No, CaseySoftware is not being shutdown. This was just an interesting question I've been considering recently.
A few years ago, I knew someone running a dating website. It was not a breakout success like Match or any of the others, but it wasn't a miserable failure either. It had somehow reached that level where it was almost self-supporting, but not quite. From what I remember, revenue covered upwards of 80-90% of expenses. He reached an interesting point that others of us are likely to reach:
“Now What?”
We all secretly hope that we're the next Google and can start lighting our cigars with $100 bills and most of us are prepared to live on Ramen for a year or so while we get our feet on the ground…. but there's this horrible spot in the middle where basically your expenses are covered, you can squeak out a lifestyle which you're comfortable with, but the bank account is not growing or even just barely.
It comes back down to the simple equation:
Revenue – Costs = Profit
Although I'm not an accountant and most of you aren't either, this really is the core of it. If you want to increase profit, you can increase Revenue or decrease Costs. I'm sure there are dozens more, but here are some strategies that I've used successfully in the past.
- Reduce hosting expenses – If a user is only on your site long enough to input their credit card number and download something, server horsepower is almost irrelevant. If you have a dedicated server with all the bells and whistles, do you really need it? Depending on your business, would a VPS or even a shared hosting account suit your needs?
- Evaluate your website – If a user is expected to stay on your site for long periods of time, make sure your site is fast, easy to navigate, and creates a reason to come back. Yes, this one might cause you to spend more money on hosting, development, etc, but if your customers spend more time there, they're more likely to spend money.
- Evaluate your users – Why do users come to your site? What distinguishes your site from all the others? Is there something sticky that keeps them coming back or will you never see them again?
- Evaluate your advertising – Using various tools (Google Analytics, Urchin, etc) you can determine the number of people hitting your site, where they stop in the purchase process, and often where they come from.

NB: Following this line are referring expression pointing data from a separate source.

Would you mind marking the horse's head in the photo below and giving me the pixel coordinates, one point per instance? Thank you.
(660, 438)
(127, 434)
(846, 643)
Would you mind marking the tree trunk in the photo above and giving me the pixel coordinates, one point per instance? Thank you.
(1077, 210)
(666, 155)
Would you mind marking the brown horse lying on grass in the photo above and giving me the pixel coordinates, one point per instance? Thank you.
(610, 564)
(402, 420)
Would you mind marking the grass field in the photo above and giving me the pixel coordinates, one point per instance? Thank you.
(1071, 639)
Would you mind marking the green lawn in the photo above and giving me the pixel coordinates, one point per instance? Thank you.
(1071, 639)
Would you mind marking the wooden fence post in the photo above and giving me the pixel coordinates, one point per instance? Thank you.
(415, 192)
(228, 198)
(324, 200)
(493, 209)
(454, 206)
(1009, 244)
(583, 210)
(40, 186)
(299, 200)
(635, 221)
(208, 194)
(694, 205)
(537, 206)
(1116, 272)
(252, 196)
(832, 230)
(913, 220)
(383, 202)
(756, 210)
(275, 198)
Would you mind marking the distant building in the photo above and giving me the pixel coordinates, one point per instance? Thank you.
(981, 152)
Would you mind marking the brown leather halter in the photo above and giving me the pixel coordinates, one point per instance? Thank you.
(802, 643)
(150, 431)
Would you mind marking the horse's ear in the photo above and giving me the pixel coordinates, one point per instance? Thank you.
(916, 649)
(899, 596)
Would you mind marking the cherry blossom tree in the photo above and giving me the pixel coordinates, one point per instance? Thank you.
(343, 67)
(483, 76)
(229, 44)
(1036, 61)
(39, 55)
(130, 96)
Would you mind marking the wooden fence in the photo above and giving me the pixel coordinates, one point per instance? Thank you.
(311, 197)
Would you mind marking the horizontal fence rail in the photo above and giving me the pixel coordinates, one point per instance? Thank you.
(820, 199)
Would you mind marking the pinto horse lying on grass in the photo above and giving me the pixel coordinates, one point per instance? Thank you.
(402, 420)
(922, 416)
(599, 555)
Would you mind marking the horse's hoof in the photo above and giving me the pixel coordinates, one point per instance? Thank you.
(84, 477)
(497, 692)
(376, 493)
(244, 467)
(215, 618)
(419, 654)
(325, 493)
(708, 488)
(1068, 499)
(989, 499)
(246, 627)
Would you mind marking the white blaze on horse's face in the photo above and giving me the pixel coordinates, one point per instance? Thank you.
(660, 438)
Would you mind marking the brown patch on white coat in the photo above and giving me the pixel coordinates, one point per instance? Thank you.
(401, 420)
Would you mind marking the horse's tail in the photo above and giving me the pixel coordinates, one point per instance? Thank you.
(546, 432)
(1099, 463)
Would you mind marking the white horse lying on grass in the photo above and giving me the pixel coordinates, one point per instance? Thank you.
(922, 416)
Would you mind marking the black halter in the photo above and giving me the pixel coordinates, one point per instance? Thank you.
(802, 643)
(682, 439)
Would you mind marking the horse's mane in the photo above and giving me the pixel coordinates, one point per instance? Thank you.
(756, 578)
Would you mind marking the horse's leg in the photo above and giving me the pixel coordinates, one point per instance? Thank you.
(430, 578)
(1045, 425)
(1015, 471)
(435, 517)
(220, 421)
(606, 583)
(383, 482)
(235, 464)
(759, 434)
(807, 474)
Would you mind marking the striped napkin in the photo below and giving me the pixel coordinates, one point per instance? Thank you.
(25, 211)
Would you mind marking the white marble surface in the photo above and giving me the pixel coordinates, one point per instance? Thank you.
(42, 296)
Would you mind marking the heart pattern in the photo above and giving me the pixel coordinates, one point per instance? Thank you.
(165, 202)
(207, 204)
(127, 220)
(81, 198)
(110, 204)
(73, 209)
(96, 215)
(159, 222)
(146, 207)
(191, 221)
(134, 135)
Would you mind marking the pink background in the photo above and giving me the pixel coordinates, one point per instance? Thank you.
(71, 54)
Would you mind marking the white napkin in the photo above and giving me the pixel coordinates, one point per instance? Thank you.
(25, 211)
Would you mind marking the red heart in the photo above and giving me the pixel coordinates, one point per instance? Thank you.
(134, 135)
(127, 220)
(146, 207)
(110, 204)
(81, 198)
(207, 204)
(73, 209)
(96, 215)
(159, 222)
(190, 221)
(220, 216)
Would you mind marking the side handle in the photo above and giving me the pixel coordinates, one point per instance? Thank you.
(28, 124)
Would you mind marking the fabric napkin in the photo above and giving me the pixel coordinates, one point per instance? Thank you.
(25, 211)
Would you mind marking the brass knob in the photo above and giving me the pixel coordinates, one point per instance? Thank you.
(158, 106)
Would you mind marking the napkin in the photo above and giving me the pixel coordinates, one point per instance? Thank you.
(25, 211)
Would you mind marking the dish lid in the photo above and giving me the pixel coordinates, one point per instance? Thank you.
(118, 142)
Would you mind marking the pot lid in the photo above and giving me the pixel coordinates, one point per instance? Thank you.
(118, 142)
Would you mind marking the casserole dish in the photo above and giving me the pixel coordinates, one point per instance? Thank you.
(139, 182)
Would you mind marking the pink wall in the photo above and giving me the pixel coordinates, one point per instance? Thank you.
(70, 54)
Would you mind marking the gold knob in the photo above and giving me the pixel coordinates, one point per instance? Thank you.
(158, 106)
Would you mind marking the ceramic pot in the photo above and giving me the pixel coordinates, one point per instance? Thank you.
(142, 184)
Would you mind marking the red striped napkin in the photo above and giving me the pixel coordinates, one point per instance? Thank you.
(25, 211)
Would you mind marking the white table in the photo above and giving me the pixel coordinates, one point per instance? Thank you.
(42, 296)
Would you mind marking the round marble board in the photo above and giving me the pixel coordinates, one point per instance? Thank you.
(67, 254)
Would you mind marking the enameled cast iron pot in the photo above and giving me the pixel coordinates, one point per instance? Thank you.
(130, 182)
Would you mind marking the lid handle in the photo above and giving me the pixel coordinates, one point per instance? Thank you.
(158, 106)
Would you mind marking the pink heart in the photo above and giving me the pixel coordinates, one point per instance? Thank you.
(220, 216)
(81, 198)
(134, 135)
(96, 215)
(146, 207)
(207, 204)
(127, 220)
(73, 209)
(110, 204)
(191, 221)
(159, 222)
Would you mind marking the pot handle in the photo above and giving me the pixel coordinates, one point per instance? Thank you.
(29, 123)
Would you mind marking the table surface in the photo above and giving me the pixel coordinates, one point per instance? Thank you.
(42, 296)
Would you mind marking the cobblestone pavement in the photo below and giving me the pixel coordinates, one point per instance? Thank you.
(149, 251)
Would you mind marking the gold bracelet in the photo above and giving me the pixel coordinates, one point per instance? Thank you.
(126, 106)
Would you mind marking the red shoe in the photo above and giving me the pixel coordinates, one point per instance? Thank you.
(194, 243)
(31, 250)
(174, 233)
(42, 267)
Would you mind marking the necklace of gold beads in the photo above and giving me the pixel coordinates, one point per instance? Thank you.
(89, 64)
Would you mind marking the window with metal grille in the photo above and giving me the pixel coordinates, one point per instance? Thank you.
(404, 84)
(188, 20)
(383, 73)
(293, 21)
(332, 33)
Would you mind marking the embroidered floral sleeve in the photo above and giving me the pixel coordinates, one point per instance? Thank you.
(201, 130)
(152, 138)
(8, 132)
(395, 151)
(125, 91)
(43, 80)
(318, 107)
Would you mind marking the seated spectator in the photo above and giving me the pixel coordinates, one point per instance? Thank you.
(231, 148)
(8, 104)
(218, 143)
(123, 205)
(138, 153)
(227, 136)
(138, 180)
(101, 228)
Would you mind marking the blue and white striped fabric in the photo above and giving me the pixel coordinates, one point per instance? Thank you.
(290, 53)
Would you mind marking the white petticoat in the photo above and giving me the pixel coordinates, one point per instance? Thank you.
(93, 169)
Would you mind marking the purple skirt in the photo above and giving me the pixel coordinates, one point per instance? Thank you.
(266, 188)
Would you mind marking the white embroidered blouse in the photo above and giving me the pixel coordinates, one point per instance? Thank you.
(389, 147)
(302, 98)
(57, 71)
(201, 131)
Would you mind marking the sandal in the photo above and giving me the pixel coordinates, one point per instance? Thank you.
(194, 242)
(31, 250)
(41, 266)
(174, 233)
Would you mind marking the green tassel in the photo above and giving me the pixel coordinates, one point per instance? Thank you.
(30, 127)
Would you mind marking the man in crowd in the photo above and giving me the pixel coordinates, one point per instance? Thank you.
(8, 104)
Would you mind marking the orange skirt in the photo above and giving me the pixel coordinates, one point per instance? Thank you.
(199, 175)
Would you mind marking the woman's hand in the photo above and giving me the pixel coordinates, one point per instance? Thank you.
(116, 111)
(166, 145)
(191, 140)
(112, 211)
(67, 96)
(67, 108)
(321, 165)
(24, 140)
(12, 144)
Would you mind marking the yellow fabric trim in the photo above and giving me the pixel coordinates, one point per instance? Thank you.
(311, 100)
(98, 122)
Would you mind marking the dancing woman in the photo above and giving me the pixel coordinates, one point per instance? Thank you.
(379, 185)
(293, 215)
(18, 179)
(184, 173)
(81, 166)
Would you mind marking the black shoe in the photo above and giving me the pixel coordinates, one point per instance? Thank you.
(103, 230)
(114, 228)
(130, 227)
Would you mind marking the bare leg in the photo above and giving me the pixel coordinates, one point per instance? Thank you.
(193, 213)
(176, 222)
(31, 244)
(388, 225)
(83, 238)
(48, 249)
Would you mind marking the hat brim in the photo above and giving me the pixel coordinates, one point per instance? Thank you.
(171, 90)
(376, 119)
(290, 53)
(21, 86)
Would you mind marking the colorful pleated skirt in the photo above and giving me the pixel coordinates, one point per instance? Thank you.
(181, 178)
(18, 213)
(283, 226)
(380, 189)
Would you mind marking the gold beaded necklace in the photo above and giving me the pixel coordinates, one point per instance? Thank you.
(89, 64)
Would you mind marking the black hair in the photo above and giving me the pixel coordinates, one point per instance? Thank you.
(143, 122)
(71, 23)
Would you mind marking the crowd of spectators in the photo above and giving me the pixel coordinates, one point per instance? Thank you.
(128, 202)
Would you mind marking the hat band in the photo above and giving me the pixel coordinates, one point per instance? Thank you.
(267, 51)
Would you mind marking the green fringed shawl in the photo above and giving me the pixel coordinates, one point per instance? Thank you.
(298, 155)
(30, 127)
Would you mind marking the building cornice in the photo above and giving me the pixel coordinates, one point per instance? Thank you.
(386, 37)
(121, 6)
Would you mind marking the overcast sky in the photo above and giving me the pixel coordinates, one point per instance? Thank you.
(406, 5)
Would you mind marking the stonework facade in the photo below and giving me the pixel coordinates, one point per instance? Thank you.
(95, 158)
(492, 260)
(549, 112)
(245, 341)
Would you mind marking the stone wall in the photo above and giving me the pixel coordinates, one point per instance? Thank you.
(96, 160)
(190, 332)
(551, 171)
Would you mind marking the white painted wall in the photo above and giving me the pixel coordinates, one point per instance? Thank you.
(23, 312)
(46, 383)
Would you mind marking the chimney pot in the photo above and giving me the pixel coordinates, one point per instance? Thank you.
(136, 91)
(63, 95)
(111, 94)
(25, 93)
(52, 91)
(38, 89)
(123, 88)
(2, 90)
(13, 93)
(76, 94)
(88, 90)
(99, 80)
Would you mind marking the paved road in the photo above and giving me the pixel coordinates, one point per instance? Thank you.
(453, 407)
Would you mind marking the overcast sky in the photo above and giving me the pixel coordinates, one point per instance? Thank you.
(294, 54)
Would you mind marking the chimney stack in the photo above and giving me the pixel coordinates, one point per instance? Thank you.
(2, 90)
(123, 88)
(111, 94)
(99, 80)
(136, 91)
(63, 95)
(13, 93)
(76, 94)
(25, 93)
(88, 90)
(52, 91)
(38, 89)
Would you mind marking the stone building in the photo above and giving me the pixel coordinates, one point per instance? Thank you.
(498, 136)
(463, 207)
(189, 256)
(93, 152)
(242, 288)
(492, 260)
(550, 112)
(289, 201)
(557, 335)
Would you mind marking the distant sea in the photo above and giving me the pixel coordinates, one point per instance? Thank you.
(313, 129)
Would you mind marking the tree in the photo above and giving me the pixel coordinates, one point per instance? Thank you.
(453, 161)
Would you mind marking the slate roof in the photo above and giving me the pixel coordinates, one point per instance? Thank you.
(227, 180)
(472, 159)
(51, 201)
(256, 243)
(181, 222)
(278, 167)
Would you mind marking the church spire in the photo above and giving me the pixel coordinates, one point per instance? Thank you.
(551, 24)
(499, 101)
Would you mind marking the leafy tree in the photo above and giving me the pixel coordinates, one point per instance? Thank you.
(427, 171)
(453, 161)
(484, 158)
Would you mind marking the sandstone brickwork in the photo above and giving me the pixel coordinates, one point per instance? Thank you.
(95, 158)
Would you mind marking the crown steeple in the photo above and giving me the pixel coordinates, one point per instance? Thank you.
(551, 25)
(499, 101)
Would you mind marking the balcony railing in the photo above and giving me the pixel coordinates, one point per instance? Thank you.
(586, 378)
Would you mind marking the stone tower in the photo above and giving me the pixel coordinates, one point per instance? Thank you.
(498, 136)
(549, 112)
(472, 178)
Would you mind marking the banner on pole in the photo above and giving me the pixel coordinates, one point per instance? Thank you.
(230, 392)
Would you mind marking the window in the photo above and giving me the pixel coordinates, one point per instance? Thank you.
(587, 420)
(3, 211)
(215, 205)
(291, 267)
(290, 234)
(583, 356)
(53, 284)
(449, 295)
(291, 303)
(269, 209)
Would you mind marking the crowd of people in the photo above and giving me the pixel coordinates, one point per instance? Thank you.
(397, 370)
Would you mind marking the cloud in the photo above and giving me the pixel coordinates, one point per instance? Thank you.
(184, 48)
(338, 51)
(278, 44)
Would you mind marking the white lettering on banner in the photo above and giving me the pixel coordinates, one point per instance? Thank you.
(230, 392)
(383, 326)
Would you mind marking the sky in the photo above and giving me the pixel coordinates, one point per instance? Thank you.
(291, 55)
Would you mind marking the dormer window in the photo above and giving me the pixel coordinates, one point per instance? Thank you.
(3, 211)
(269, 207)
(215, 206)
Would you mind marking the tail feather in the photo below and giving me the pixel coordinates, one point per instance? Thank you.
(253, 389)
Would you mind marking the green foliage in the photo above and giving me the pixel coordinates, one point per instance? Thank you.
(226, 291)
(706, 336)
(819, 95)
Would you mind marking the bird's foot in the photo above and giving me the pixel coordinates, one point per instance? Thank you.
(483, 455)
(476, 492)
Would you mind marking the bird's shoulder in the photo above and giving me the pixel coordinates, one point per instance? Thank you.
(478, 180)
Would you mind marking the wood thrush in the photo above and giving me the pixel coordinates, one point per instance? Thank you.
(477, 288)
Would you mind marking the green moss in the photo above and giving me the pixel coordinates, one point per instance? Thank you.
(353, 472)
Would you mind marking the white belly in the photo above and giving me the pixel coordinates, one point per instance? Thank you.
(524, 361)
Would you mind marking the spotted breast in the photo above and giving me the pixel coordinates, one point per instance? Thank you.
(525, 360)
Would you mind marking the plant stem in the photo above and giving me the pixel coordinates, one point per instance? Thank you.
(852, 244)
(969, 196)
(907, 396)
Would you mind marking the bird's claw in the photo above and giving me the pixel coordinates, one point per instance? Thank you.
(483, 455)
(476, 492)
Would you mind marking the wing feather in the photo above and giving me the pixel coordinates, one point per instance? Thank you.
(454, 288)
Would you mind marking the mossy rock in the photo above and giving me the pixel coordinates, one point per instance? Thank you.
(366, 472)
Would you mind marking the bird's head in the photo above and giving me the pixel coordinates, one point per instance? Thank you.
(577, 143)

Do your ads make sense? Are you getting to your target market?
- Make effective use of your advertising – Would it be better to have a single ad on one site in your specific niche or does the current Adsense model work for you? Yes, that ad might end up costing more, but how effective will it be?
- Choose an effective price – How are your prices? If 90% of your potential sales are becoming actual sales is that because your site is incredibly effective at making the sale or is it because your price is too low? If you can get X customers at $9.95, will you get more or less than half of them at $19.95?
- Choose a new strategy – Finally, are you using the right strategy? What sort of market penetration do you have? If you already have 90% of the market and the market isn't growing, then it's time to figure out a new strategy or simply close up shop.
As I noted before, CaseySoftware is nowhere near this, but I had a conversation recently that touched on this. If you near the point, but not quite there… do you hold on to see what happens or do you cut your losses and move on?